Notepad++ Regular Expression Replace to make a flatfile database from a TAIR FASTA protein sequence file

Sabtu, 17 Desember 2011

On Windows I appreciate the free Notepad++ text editor with dozens of free plugins which can be selected and downloaded and installed directly within the Editor's user interface. Albeit slow in execution at times, compared to other editors (e.g.

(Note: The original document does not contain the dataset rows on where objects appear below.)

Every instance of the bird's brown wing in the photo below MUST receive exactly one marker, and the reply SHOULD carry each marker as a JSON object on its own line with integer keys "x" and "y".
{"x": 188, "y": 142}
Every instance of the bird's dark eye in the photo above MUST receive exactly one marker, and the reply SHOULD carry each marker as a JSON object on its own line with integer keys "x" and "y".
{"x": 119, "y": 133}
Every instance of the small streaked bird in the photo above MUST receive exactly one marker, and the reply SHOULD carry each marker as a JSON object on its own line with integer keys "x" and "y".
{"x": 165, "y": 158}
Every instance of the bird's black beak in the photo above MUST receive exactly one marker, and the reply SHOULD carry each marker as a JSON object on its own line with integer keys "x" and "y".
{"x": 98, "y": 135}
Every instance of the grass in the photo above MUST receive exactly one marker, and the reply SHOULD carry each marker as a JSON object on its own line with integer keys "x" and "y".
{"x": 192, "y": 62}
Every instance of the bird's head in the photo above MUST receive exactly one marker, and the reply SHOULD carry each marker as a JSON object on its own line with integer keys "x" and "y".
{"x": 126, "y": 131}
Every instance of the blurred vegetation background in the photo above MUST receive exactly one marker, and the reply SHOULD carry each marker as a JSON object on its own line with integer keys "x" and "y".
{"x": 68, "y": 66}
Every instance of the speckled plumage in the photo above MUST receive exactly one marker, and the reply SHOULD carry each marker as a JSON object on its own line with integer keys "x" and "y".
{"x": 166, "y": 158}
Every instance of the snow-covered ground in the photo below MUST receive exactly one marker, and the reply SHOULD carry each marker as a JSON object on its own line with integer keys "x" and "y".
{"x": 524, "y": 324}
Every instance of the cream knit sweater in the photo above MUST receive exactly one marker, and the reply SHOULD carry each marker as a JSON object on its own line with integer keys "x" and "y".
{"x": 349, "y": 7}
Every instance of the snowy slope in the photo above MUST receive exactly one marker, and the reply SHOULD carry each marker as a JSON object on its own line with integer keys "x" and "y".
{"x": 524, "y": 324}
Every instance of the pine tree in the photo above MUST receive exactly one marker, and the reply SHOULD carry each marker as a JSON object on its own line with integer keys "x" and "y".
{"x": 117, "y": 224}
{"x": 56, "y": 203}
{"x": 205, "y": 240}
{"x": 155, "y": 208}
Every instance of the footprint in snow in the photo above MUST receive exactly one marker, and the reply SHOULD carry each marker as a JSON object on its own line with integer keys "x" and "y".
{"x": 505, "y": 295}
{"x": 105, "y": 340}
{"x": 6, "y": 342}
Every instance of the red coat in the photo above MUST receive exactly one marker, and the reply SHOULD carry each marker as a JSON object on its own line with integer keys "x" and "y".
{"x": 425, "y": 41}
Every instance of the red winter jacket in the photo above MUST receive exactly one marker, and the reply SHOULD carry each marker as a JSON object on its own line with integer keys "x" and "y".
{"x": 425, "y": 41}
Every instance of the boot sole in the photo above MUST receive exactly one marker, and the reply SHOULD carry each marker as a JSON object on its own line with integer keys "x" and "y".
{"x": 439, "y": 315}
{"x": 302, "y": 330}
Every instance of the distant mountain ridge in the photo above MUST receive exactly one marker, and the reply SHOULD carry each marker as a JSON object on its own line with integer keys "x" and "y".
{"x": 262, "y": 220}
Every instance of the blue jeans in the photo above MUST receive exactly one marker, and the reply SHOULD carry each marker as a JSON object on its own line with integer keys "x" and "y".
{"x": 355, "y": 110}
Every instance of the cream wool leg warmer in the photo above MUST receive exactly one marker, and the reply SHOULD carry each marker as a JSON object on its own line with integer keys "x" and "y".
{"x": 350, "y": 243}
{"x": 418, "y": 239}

Notepad2), I never got around to truly engage myself in the RegEx features this editor-class provides, because it never seemed to work right (- usually a case for RTFM).

Apparently the set of Regular Expressions usable is quite limited, more to that in a bit.

In the following case the TAIR sequence data of the model plant Arabidopsis thaliana is prepared to become a flatfile, ready for straightforward import in MySQL.

LOAD DATA LOCAL INFILE 'DBs\\AraCyc_Enzymes_Without_Tags_BLASTset.fasta'
INTO TABLE arath_tair_enzymesequence
FIELDS TERMINATED BY '\t'
LINES TERMINATED BY '\n';

(Note: The assignment of the table names is: species_datasource_tablename; and I stick to lowercase. There are arguably a myriad of better naming-schemes though)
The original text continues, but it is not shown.